A year later, the researchers disclosed projected structures for more than 350,000 proteins, including all proteins encoded by the human genome, using the technology dubbed AlphaFold. It quickly changed the direction of biological research. Scientists who can determine the structures of proteins will be able to better comprehend illnesses, develop new medications, and investigate the secrets of life on Earth.
DeepMind has now predicted virtually every protein known to science. On Thursday, the London-based lab, which is owned by the same parent firm as Google, said that it has contributed more than 200 million predictions to an online database that is freely accessible to academics worldwide.
DeepMind scientists believe that this latest release will accelerate research into more esoteric creatures and spawn a new area called metaproteomics.
“Scientists may now scan this full database and seek for patterns — connections between species and evolutionary trends that may not have been apparent until now,” DeepMind CEO Demis Hassabis said over the phone.
Proteins start as chemical compound strings that twist and fold into three-dimensional forms that dictate how these molecules bind to one another. Scientists can figure out how a protein works if they can identify its form.
This information is frequently essential in the battle against illness and disease. Bacteria, for example, resist drugs by expressing certain proteins. If scientists can figure out how these proteins work, they will be able to combat antibiotic resistance.

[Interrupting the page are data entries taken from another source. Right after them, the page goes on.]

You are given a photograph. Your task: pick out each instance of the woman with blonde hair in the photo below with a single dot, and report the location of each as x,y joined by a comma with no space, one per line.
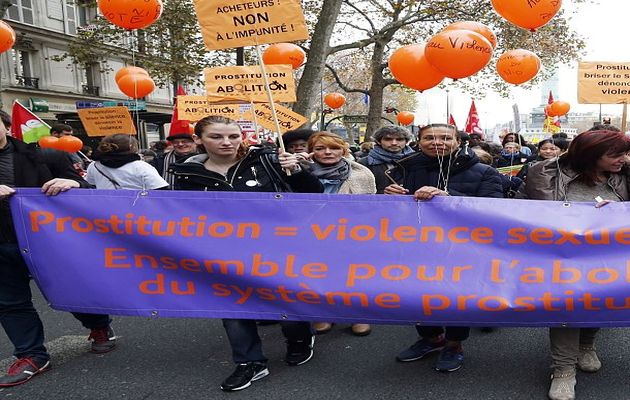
339,175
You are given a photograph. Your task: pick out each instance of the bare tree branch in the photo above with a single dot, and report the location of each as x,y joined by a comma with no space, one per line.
341,84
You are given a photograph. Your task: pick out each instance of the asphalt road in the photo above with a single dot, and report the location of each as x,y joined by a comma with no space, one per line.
169,359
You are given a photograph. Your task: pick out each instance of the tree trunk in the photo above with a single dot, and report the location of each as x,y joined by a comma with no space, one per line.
309,86
377,86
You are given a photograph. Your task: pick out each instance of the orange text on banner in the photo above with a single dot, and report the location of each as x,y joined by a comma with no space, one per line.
603,82
106,121
194,108
246,84
287,119
236,23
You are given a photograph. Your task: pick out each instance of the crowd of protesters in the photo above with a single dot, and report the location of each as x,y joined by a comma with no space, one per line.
442,162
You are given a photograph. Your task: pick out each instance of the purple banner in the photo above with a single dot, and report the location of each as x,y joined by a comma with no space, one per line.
374,258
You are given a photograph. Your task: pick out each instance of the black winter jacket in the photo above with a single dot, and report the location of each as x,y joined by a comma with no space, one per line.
32,168
378,170
258,171
467,176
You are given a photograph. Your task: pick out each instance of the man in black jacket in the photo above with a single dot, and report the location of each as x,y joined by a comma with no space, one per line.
23,165
442,169
392,144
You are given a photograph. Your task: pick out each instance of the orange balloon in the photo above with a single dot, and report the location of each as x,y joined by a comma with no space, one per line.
284,53
131,14
7,37
475,26
48,142
559,108
136,85
334,100
458,53
527,14
69,143
130,70
405,117
411,68
518,66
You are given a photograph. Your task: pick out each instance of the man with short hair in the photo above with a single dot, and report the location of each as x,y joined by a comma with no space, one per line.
23,165
442,168
392,144
295,140
60,130
183,147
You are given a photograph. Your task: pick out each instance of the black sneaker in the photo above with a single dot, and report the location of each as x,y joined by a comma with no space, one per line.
244,375
421,349
22,370
450,359
299,351
103,340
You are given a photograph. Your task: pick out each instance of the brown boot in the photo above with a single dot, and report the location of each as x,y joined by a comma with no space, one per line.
361,329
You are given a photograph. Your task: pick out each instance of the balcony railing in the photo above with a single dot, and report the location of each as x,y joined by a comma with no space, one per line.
27,81
91,90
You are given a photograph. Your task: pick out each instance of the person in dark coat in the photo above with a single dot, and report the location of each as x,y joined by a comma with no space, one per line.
23,165
229,165
442,168
183,147
392,144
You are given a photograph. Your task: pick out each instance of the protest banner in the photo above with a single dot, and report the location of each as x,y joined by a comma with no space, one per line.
106,121
603,82
227,24
246,84
287,119
194,108
356,258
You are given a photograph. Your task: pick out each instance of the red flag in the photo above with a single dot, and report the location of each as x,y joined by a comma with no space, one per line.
472,123
178,125
27,126
451,120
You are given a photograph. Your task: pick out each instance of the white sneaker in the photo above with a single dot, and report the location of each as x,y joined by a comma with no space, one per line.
562,386
588,360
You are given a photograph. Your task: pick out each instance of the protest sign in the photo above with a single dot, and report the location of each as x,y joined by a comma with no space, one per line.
194,108
287,119
386,259
246,84
106,121
227,24
603,82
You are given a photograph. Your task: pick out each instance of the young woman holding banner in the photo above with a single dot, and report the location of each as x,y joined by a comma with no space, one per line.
339,175
228,164
592,170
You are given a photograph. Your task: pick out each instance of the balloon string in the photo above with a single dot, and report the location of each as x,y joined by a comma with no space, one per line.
135,84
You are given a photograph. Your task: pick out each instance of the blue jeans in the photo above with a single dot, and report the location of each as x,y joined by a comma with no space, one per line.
17,314
246,344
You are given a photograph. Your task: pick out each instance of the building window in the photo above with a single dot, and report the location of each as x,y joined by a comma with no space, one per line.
71,17
22,11
23,69
91,80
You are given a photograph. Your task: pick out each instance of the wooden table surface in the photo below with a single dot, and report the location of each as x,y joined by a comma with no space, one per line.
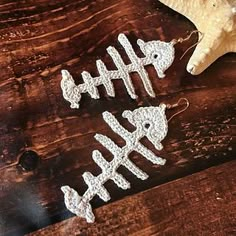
44,144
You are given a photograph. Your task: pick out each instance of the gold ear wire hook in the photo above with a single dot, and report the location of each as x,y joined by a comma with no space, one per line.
169,106
181,40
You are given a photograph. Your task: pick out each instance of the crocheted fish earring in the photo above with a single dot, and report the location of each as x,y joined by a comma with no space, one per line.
157,53
150,122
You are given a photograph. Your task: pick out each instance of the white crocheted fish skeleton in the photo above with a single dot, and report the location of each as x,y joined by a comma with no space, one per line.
150,122
157,53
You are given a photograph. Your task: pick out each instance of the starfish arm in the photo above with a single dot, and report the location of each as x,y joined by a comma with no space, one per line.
207,51
184,7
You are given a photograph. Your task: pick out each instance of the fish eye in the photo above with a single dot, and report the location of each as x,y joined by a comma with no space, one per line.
155,56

Previously, determining the structure of a protein required lengthy testing on a lab bench using X-rays, microscopes, and other equipment. AlphaFold can now estimate the structure of a protein based on the string of chemical molecules that make it up.
Technology is not without flaws. According to independent benchmark testing, it can predict the structure of a protein with an accuracy that rivals physical experiments around 63 percent of the time. With a forecast in hand, scientists can swiftly verify its correctness.

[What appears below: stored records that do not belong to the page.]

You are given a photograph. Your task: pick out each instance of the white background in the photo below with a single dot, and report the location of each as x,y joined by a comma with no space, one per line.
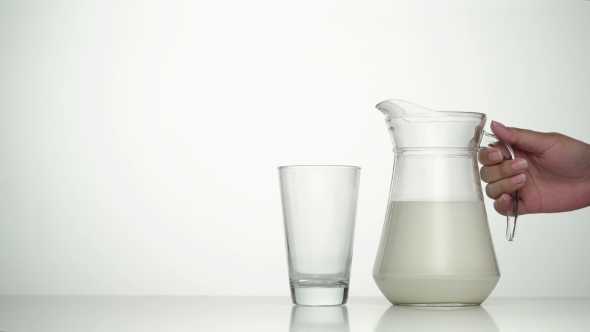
139,140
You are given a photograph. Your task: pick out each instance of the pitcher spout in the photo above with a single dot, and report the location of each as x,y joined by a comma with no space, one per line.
416,127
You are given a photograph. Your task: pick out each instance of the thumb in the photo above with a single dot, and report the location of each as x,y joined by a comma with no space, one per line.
523,139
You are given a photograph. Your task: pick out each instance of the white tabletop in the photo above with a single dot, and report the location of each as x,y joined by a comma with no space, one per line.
201,313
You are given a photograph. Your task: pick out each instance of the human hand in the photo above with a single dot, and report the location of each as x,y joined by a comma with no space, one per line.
551,170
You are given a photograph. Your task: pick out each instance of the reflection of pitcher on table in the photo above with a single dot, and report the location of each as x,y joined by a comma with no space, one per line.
436,247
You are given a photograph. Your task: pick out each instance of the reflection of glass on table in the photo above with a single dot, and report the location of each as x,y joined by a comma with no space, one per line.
320,319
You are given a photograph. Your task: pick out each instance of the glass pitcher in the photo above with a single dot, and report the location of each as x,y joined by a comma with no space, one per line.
436,248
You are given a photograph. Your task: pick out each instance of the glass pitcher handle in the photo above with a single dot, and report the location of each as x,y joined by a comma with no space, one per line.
490,141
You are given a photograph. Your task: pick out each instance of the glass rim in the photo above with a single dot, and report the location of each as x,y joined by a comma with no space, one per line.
319,166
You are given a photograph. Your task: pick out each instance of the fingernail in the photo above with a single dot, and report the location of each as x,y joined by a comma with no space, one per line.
499,124
496,156
519,164
520,178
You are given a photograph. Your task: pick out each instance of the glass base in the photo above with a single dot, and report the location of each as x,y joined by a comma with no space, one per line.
438,304
319,296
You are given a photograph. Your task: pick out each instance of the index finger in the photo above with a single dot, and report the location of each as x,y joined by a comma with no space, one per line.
490,156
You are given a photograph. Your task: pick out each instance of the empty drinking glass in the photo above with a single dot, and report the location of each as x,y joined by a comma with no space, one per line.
319,208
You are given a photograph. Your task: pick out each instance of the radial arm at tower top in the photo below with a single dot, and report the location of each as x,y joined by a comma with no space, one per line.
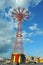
19,14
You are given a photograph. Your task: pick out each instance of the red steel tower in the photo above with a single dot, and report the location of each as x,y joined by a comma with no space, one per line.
19,14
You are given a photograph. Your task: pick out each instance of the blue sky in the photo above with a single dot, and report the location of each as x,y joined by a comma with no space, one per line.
32,29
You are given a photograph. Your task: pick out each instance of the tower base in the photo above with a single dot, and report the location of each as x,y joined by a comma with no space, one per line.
18,58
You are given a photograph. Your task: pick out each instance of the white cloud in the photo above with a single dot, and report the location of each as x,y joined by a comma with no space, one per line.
27,40
33,27
2,4
18,3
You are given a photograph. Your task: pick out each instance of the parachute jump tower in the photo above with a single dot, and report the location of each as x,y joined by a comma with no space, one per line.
19,14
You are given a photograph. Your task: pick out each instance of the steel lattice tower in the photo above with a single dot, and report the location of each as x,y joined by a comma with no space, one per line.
19,14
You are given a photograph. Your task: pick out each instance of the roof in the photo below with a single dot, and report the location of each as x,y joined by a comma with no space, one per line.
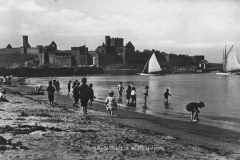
203,62
61,52
9,46
16,58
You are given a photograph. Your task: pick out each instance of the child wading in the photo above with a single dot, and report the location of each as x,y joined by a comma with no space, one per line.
91,94
133,96
84,95
166,94
145,94
76,95
69,86
120,89
111,104
193,107
50,90
128,93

The technology has “supercharged” this effort, according to Kliment Verba, a researcher at the University of California, San Francisco, who utilizes it to comprehend the coronavirus and prepare for comparable pandemics. This frequently saves months of testing time. Others have employed the gadget in their battles against Parkinson’s illness, malaria, and gastroenteritis.
The advancement of technology has also pushed study into areas other than the human body, such as efforts to enhance honeybee health. An even bigger group of scientists can gain comparable advantages from DeepMind’s extended database.